From Vision to Weave: Colour as a Catalyst and Integral Part of a Design Process
Choosing a practical approach I decided to explore colour in the context of woven fabrics. Because of its construction that automatically allows optically mixing two or more colours, a woven fabric is an excellent medium for experimenting with colour and creating a vast number of hues within the same textile.
This project is an exploration of colour as the inspiration and pervading theme of a design process. Through research into colour theory and human colour perception I wanted to develop my own design practice and create tools for working with colour in a mindful way. Rather than randomly selecting colours that “I like” or leaving the decision to the last stages of the design process, I decided to consider colour every step of the way. It was an attempt to challenge my sense of colour and improve my design skills through practice-based research.
Choosing a practical approach I decided to explore colour in the context of woven fabrics. Because of its construction that automatically allows optically mixing two or more colors, a woven fabric is an excellent medium for experimenting with colour and creating a vast number of hues within the same textile.
Informed by the theoretical research and inspired by a stay at an Artist Residency in Italy in February 2020, I decided to design a series of woven wool blankets as the artistic component of the thesis. During the month I spent in Tuscany, I documented the different shades in my surroundings through photography and in the form of a colour diary. By hand-painting the colours on-site I was able to capture the correct shades and train my eyes to recognise the different nuances. Walking around the city, I recorded the colours of surfaces, objects and buildings as well as the beautiful nature surrounding the city. Through anchoring the colour palette in a specific place, the chosen colours were given meaning. This completed my initial aim of practicing mindful use of colour.
The large collection of colour swatches were then curated into a limited palette, and finally translated into the collection of blankets. The finished collection consists of three different blanket designs, realised in three colourways and woven using high quality merino wool and mohair on a white cotton warp.
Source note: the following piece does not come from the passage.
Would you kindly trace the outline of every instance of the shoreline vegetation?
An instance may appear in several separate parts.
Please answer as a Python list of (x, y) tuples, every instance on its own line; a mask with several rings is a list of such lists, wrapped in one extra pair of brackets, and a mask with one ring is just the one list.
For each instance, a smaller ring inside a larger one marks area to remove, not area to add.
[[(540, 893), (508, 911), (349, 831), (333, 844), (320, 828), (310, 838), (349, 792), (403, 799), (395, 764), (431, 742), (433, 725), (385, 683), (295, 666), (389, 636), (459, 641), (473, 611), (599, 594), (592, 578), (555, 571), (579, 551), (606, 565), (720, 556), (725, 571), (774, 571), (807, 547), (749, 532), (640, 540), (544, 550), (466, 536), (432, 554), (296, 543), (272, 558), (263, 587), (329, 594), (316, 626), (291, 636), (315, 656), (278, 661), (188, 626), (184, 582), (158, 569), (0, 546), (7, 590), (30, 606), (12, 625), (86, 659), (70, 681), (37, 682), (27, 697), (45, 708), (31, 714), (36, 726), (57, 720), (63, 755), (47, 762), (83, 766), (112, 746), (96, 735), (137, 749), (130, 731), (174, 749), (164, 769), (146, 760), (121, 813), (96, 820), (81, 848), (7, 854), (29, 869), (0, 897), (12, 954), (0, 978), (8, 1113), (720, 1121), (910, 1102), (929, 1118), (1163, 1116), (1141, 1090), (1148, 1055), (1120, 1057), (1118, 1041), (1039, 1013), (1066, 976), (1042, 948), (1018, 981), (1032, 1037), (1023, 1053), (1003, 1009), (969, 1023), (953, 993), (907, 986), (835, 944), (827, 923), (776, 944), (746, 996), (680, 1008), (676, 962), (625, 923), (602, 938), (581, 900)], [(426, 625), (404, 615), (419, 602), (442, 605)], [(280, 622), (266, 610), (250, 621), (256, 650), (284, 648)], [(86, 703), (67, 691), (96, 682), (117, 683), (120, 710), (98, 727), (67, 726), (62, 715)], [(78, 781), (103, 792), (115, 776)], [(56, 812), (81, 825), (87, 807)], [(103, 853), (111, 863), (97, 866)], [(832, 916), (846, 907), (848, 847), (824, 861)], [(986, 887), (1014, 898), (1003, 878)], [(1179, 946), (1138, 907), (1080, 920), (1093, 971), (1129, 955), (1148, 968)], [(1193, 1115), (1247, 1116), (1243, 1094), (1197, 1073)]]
Ida Korsström is an Aalto University graduate whose work centers around surface and textile design. She enjoys exploring the technical limitations of woven fabrics and most recently she has immersed herself in the interaction of colours in woven fabrics. The inspiration for her work comes from a myriad of sources such as art, traditional craft, nature and fashion. In her work Ida leaves room for intuition and spontaneity, and she believes that aesthetically long-lasting design should be fun and expressive.